Inevitablemente curioso, Diego fue hacia el solitario que disfrutaba ese estado como cuando iba libre en su taxi y, entre viajes, detenía el auto frente a algún estadio para escribir una poesía. Una como aquella que silbaba porque se había hecho canción y decía: “Bajó una mano del cielo y acariciando su pelo. Rulo y señal de la cruz. La caricia de Jesús hizo posible el milagro…”
Diego reconoció al tachero y se sentó junto a él, que siguió silbando mientras el 10 se prendía a cantar aquellos versos del Abuelo. Cuando terminaron, el poeta repitió: “muchas gracias señor diez”. Y se quedaron quietos, disfrutando cada uno su paz hasta que Diego interrumpió el silencio…
-¿Qué estás mirando, Beto?
-Estoy mirando el dolor y la tristeza de allá abajo. Lloran pero también te cantan. Y se abrazan para consolarse. Todos con sus camisetas.
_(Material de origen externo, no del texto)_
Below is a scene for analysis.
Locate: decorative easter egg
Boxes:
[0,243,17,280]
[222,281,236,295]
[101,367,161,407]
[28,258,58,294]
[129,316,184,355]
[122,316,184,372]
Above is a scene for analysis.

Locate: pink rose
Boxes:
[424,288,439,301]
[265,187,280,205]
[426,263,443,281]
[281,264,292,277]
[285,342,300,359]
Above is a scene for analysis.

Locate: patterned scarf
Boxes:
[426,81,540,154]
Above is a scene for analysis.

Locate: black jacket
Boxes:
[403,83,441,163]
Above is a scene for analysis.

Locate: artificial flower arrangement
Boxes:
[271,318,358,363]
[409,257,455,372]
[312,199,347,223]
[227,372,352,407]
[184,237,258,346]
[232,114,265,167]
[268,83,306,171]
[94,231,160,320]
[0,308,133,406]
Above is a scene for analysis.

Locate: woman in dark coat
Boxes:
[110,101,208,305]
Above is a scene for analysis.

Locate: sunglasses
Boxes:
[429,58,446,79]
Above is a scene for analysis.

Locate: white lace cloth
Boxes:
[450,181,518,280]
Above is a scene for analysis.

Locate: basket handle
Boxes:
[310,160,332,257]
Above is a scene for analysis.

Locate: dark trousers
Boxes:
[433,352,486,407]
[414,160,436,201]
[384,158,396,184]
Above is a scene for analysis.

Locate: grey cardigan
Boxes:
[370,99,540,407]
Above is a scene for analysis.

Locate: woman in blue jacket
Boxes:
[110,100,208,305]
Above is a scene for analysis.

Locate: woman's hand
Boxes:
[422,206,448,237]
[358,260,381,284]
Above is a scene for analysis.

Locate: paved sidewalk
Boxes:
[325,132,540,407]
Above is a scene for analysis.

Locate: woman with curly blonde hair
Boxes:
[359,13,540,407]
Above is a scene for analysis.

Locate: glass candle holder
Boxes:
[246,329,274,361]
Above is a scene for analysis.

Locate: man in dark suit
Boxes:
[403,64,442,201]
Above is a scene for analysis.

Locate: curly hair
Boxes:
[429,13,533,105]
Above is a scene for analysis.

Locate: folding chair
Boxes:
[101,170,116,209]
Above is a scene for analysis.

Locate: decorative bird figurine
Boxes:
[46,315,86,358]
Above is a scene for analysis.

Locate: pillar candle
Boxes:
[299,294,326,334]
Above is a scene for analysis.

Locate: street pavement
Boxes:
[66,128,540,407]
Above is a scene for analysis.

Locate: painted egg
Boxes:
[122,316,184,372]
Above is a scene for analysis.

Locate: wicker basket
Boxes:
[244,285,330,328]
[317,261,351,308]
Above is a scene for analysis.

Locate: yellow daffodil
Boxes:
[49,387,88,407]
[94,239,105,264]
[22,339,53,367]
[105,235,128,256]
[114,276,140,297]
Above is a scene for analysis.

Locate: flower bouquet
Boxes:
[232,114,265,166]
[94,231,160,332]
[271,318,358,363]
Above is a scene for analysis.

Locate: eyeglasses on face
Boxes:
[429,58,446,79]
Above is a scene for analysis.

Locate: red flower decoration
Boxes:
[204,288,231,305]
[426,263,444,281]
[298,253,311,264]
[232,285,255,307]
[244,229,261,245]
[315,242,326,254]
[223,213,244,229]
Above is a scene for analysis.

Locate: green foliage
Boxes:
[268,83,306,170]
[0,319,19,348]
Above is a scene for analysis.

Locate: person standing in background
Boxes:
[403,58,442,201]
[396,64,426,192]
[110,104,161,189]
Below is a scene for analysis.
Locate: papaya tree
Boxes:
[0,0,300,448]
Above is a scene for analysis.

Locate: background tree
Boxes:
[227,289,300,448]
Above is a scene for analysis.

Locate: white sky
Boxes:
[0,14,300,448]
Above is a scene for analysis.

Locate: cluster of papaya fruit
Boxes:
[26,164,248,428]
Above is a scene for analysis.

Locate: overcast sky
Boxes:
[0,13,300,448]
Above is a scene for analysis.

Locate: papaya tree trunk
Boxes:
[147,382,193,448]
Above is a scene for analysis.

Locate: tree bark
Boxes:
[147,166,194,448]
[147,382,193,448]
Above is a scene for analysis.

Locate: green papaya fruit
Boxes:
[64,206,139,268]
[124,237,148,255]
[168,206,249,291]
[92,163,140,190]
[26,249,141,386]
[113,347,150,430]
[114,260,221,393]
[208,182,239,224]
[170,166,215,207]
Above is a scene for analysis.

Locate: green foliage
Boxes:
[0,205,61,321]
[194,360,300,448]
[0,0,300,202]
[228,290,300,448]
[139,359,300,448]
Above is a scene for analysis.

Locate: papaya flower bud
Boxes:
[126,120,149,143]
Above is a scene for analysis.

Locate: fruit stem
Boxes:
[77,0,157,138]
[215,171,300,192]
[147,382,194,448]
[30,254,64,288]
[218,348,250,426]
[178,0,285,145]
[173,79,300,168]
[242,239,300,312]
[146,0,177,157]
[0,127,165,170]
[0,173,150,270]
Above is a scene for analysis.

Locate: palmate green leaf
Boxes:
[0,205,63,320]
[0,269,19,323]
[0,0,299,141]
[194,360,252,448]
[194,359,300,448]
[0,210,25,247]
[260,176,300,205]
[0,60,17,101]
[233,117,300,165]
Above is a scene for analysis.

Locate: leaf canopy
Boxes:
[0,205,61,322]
Con todas las camisetas. Mirá a esos dos, uno con la de River y el otro con la de Boca van juntos a despedirte. Santuarios y ofrendas en todo el mundo. Mujeres y tipos de todas las edades, pibes que no te vieron jugar y están cantando “Marado, Marado” con Rodrigo en los parlantes. Los pobres que te hicieron bandera, las sacan a flamear. Los poderosos que combatiste, se rindieron. Y ya es de noche.
Silencio otra vez. Brillo en los ojos.
-¿Y vos? ¿Qué estás mirando, Diego?
-Recién ahora me doy cuenta, Beto. ¡Si supieran! Estoy mirando las estrellas desde arriba…
-Hermoso, amigo. ¿Viste? Ahora ya sabemos qué es Dios.